The present invention has been described with reference to the specific embodiments thereof, which are merely used to help the understanding of the invention and are not intended to limit the invention. For the person skilled in the art to which the invention pertains, several simple derivations, variations or substitutions can be made in accordance with the inventive concept.

technical problem The solution to the problem is the beneficial effect of the invention

Claims

Claim

 [Claim 1] A front projection screen, comprising: an imaging layer (10) pressed one by one by a plurality of basic imaging units (20), wherein the plurality of basic imaging units are concentric arcs; The basic imaging unit (20) includes, in order from the inner ring to the outer ring, a first transmission layer (201) for transmitting light and a reflection layer (203) for reflecting light, and the reflection layer (203) is high in front. Low tilt setting.

 [Claim 2] The front projection screen of claim 1, further comprising a scattering layer (202) disposed between the first transmission layer (201) and the reflective layer (203) for scattering light

[Claim 3] The front projection screen according to claim 2, wherein the basic imaging unit (2)

 0) further comprising a first absorbing layer (204) for absorbing light, the scattering layer (202) and the first absorbing layer (204) being disposed on opposite sides of the reflective layer (203), respectively.

[Claim 4] The front projection screen of claim 1, further comprising an imaging layer

 (10) A second absorbing layer (30) for absorbing light on the side facing away from the image light.

[Claim 5] The front projection screen of claim 1, further comprising an imaging layer

 (10) A second transmission layer (40) for transmitting light away from the side of the image light.

[Claim 6] The front projection screen according to claim 1, further comprising an imaging layer

 (10) The anti-ambient light reflecting layer (50) on the side of the image light.
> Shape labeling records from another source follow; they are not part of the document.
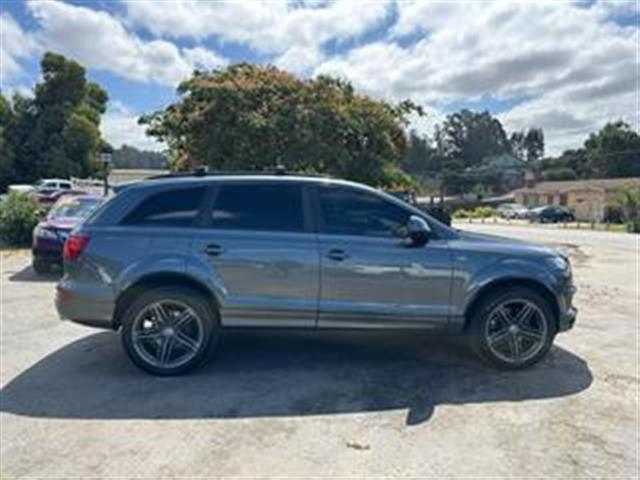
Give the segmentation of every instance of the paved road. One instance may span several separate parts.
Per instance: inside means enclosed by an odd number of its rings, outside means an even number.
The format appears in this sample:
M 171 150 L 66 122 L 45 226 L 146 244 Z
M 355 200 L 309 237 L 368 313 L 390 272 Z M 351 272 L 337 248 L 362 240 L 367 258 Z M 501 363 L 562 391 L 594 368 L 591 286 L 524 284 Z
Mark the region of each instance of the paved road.
M 528 371 L 448 338 L 250 333 L 154 378 L 3 257 L 0 477 L 637 478 L 634 237 L 471 228 L 575 245 L 578 324 Z
M 570 244 L 588 248 L 608 248 L 620 252 L 638 254 L 640 251 L 640 235 L 621 232 L 576 230 L 555 225 L 517 225 L 458 222 L 454 225 L 462 230 L 492 233 L 519 239 L 535 239 L 536 242 L 553 244 Z

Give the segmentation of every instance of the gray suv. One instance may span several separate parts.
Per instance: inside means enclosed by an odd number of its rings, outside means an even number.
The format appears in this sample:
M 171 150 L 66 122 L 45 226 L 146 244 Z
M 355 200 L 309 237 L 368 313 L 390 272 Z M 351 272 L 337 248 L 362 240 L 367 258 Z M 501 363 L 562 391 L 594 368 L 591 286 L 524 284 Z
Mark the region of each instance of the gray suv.
M 120 330 L 131 360 L 159 375 L 200 364 L 229 327 L 464 333 L 515 369 L 576 316 L 559 253 L 326 178 L 140 182 L 72 233 L 64 259 L 60 315 Z

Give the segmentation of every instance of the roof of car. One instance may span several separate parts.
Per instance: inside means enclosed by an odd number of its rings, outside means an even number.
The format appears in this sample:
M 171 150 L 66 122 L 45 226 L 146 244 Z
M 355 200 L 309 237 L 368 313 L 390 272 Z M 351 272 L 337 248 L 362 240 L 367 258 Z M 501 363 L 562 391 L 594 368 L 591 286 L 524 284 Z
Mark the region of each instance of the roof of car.
M 296 183 L 332 183 L 340 185 L 363 186 L 347 180 L 339 180 L 321 176 L 306 175 L 282 175 L 282 174 L 206 174 L 206 175 L 167 175 L 152 177 L 139 182 L 133 182 L 131 186 L 154 186 L 181 183 L 221 183 L 221 182 L 296 182 Z

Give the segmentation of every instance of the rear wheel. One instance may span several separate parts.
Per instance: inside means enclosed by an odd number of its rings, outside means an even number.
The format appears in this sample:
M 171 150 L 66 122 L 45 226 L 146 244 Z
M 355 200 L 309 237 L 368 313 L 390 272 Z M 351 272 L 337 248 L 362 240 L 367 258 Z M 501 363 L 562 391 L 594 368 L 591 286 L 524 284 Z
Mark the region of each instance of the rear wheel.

[Claim 7] The front projection screen according to claim 1, wherein the first transmission layer (201)

 ) Highly transmissive glass materials are used.

[Claim 8] The front projection screen according to claim 1, wherein the reflective layer (203) is a specular reflection layer.

 [Claim 9] The front projection screen according to claim 6, wherein the anti-ambient light reflecting layer

 (50) AR film or anti-glare film.

The front projection screen according to any one of claims 1 to 9, wherein the front projection screen is rectangular; the center of the basic imaging unit (20) is located on the center line of the bottom edge of the front projection screen. And located on or under the bottom edge of the front projection screen.

[Claim 11] The front projection screen according to claim 10, wherein the reflective layer (203) The front height is high and the low tilt is set. The horizontal direction (401) has an acute angle (A). On the same radius (102) through the center of the circle, in the imaging layer (10), the reflective layer (2 03) is The angle (A) in the horizontal direction gradually decreases from the inner ring to the outer ring.

[Claim 12] The front projection screen according to claim 11, wherein the same basic imaging unit (

 In the 20), from the center line (101) at the bottom of the front projection screen to the sides of the front projection screen, the angle (A) of the reflection layer (203) with the horizontal direction gradually increases.